Florida couldn't get the second-best coach on the market, either. UCF's Scott Frost apparently wasn't interested and is widely expected to head to his alma mater, Nebraska.
So with the top two names off the board, the Gators found the best coach they could — minimizing the letdown of the biggest hire of athletic director Scott Stricklin's career.
Mississippi State coach Dan Mullen.
UF announced Sunday that the 45-year-old New Hampshire native and former Gators assistant will replace Jim McElwain and become the program's 27th head coach. Terms were not announced, but Mullen will be introduced in a 3 p.m. news conference today.
"I strongly believe Dan is the most prepared candidate to have immediate and long-term success at the University of Florida," Stricklin said in a statement.
Most prepared doesn't mean a home-run hire, like Kelly or Frost would have been. It's more like a solid double.
But given the rest of the coaching carousel, a relatively safe hire was probably the best option available.
Consider one of the other notable coaching stories Sunday: backlash to reports of Tennessee pursuing former Bucs coach Greg Schiano included objections from politicians and fans protesting in Knoxville.
Gators fans might not want a parade to celebrate Mullen's hire, but he was an obvious, sensible candidate from the moment McElwain and the Gators parted ways four weeks ago.
Stricklin said he wants to make UF fun again, and Mullen was around the last time that happened. He won two national titles in Gainesville as Urban Meyer's offensive coordinator/quarterbacks coach from 2005-08. Those final two seasons were the highest-scoring in program history.
"I have such great memories of the championships we won during our time here and have a love for Florida," Mullen said in a statement. "We are happy to be coming back to such a supportive administration, staff, student body and fan base, which is the premier football program in the country. We will give relentless effort in everything that we do on and off the field."
If the Gators are going to be successful, that must include developing quarterbacks — something Mullen has shown he can do.
At Utah, Mullen groomed Alex Smith into the No. 1 overall draft pick. At UF, Mullen helped Tim Tebow win the Heisman Trophy. And at Mississippi State, Mullen turned a three-star prospect (Dak Prescott) and a two-star recruit (Nick Fitzgerald) into two of the best dual-threat players in SEC history.
Mullen was also one of the only realistic candidates with a proven track record as an SEC head coach. In nine years in Starkville, Mullen was 69-46, including 8-4 this season. That won't cut it in Gainesville, but briefly taking a traditional West Division doormat to No. 1 in the country during 2014 is an impressive accomplishment.
It helps, too, that Mullen already has a relationship with his new boss; Stricklin didn't hire Mullen, but he was his AD at Mississippi State before taking over UF a year ago. So Stricklin knows first-hand what Mullen can do.
The question now is what Mullen can do at a program with more resources but loftier expectations.

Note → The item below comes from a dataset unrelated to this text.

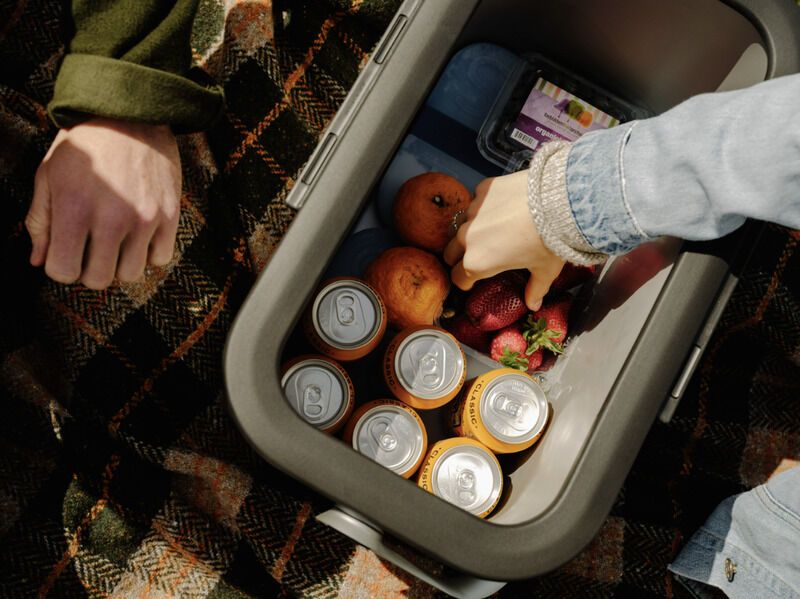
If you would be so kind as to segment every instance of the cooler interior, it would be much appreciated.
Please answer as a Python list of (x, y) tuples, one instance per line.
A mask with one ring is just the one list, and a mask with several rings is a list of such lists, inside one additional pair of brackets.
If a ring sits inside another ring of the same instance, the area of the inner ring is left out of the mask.
[[(463, 6), (461, 12), (453, 13), (452, 19), (447, 16), (448, 6), (457, 8), (459, 3), (417, 0), (406, 2), (401, 8), (401, 12), (405, 9), (402, 32), (391, 49), (381, 56), (386, 64), (377, 76), (375, 87), (364, 95), (358, 109), (349, 111), (346, 120), (342, 115), (337, 145), (330, 155), (325, 156), (322, 166), (313, 165), (316, 171), (313, 183), (302, 177), (298, 182), (295, 191), (306, 194), (298, 203), (305, 204), (305, 207), (300, 210), (239, 316), (226, 357), (231, 366), (226, 366), (226, 370), (234, 416), (264, 457), (300, 480), (307, 480), (311, 486), (342, 505), (363, 514), (374, 526), (385, 528), (423, 551), (439, 554), (445, 563), (458, 567), (461, 557), (458, 557), (457, 549), (444, 549), (445, 545), (439, 545), (436, 539), (441, 531), (435, 526), (420, 525), (415, 520), (427, 517), (422, 512), (429, 512), (431, 518), (446, 513), (452, 522), (463, 523), (464, 520), (456, 513), (459, 511), (457, 508), (434, 498), (445, 507), (441, 510), (438, 507), (436, 510), (427, 509), (431, 499), (421, 497), (420, 494), (425, 494), (415, 488), (413, 481), (402, 481), (397, 477), (404, 485), (398, 486), (378, 473), (369, 460), (344, 447), (341, 441), (326, 438), (305, 423), (300, 423), (303, 428), (291, 425), (293, 430), (287, 428), (286, 434), (294, 436), (283, 439), (285, 443), (301, 445), (302, 450), (296, 452), (280, 448), (268, 440), (266, 434), (255, 430), (259, 421), (268, 422), (266, 415), (270, 413), (277, 416), (281, 412), (280, 418), (284, 422), (290, 418), (299, 420), (293, 412), (287, 415), (288, 407), (281, 405), (284, 400), (275, 393), (275, 383), (279, 378), (276, 373), (281, 360), (286, 357), (282, 348), (302, 314), (303, 304), (313, 296), (323, 279), (338, 245), (347, 234), (374, 218), (372, 202), (385, 168), (441, 69), (458, 50), (475, 43), (491, 43), (519, 54), (537, 52), (657, 114), (698, 93), (746, 87), (761, 81), (766, 76), (768, 61), (754, 25), (742, 14), (716, 0), (609, 0), (602, 3), (591, 0), (483, 0), (475, 3), (475, 9), (466, 22), (459, 21), (459, 15), (465, 10)], [(430, 27), (428, 30), (426, 23)], [(434, 30), (434, 25), (439, 29)], [(437, 45), (443, 43), (449, 44), (448, 54), (437, 50)], [(382, 50), (379, 48), (378, 52)], [(441, 56), (442, 60), (437, 62), (438, 59), (431, 58), (427, 71), (423, 69), (417, 72), (416, 77), (412, 76), (413, 69), (425, 64), (426, 53)], [(395, 83), (390, 84), (384, 79), (391, 80), (392, 77), (404, 77), (404, 83), (395, 79)], [(419, 91), (424, 93), (409, 92), (408, 97), (403, 97), (402, 85), (420, 87)], [(395, 92), (392, 93), (390, 88)], [(383, 107), (379, 103), (383, 103)], [(379, 137), (376, 129), (381, 123), (389, 123), (390, 119), (392, 124), (382, 129)], [(353, 166), (359, 160), (362, 162)], [(310, 168), (307, 167), (307, 171)], [(356, 176), (358, 180), (354, 178)], [(290, 203), (291, 199), (290, 196)], [(324, 231), (337, 237), (325, 239)], [(573, 324), (567, 351), (546, 375), (545, 387), (554, 408), (553, 420), (532, 451), (520, 454), (513, 462), (508, 461), (510, 490), (505, 494), (501, 507), (489, 519), (492, 525), (501, 526), (487, 528), (487, 524), (479, 521), (475, 524), (484, 527), (474, 530), (480, 530), (487, 539), (500, 539), (494, 544), (498, 552), (503, 545), (500, 531), (505, 527), (509, 530), (514, 528), (512, 525), (534, 524), (554, 505), (563, 503), (566, 495), (575, 492), (576, 482), (579, 483), (584, 475), (582, 463), (586, 461), (587, 451), (598, 451), (598, 447), (602, 451), (608, 440), (598, 440), (598, 430), (601, 424), (616, 417), (615, 411), (609, 409), (609, 397), (619, 386), (620, 373), (629, 362), (637, 342), (641, 344), (640, 332), (656, 317), (654, 307), (659, 301), (663, 302), (663, 291), (680, 249), (681, 243), (672, 239), (642, 246), (624, 257), (609, 261), (591, 288), (584, 290), (581, 298), (584, 309)], [(289, 272), (292, 265), (298, 273), (302, 272), (294, 280)], [(710, 296), (699, 298), (693, 306), (700, 314), (698, 322), (708, 312), (709, 297), (714, 295), (716, 289), (710, 292)], [(305, 299), (297, 302), (297, 297)], [(279, 304), (286, 324), (276, 327), (274, 318), (268, 320), (267, 315), (274, 317)], [(680, 316), (680, 313), (670, 316), (668, 305), (661, 305), (657, 315), (662, 321), (660, 326), (667, 329), (669, 318)], [(685, 359), (690, 342), (691, 339), (683, 349), (684, 356), (679, 358), (680, 362)], [(242, 351), (250, 355), (243, 357)], [(232, 355), (234, 352), (237, 352), (236, 357)], [(269, 368), (264, 367), (264, 360), (268, 360)], [(680, 368), (673, 367), (673, 370), (669, 373), (671, 380), (679, 374)], [(234, 380), (237, 376), (244, 382)], [(238, 393), (237, 390), (245, 388), (246, 391)], [(648, 404), (651, 407), (644, 411), (655, 414), (665, 398), (664, 393), (654, 393), (625, 399), (632, 404)], [(261, 405), (256, 405), (258, 402)], [(633, 437), (643, 439), (651, 424), (652, 419), (631, 419), (618, 422), (611, 428), (619, 435), (632, 433)], [(593, 445), (589, 444), (590, 439)], [(342, 449), (352, 455), (341, 453), (334, 444), (342, 445)], [(627, 463), (619, 464), (618, 468), (623, 470), (616, 477), (619, 484), (633, 457), (631, 455)], [(347, 469), (347, 475), (338, 480), (323, 476), (315, 460), (331, 460), (330, 464), (338, 460), (336, 463)], [(610, 466), (612, 469), (616, 467)], [(316, 474), (310, 474), (312, 470)], [(381, 481), (385, 487), (381, 486)], [(619, 484), (605, 494), (613, 499)], [(391, 490), (382, 490), (389, 486)], [(408, 505), (408, 509), (402, 514), (390, 514), (379, 505), (380, 502), (355, 498), (354, 489), (359, 489), (359, 496), (372, 498), (381, 497), (383, 493), (387, 501), (397, 501), (398, 506), (402, 502)], [(390, 497), (398, 493), (403, 497)], [(603, 502), (610, 507), (608, 497)], [(424, 508), (416, 509), (415, 506)], [(598, 520), (596, 526), (601, 521)], [(569, 528), (567, 523), (565, 528)], [(587, 541), (593, 532), (588, 531)], [(445, 536), (448, 542), (457, 543), (453, 539), (458, 534), (457, 530), (448, 531)], [(510, 536), (507, 538), (511, 539)], [(512, 541), (511, 546), (516, 542)], [(579, 548), (566, 551), (574, 553)], [(500, 565), (499, 558), (497, 564), (491, 556), (484, 561), (488, 565), (481, 564), (480, 575), (492, 577), (491, 571), (496, 569), (494, 573), (498, 578), (519, 576), (517, 566), (506, 568)], [(477, 560), (471, 560), (470, 564), (472, 562), (477, 563)], [(543, 559), (544, 562), (547, 560)], [(530, 570), (528, 575), (535, 573), (537, 568), (532, 566)]]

The last time the Gators settled on their third choice was a flop. Ron Zook, who got the job because Bob Stoops and Mike Shanahan didn't want it, finished his disastrous tenure at 23-14.
We'll find out eventually whether Mullen is another Zook, another Meyer, or somewhere in between. But on Sunday, Plan C didn't look like a major loss.
And that was as close to a win as the Gators could get.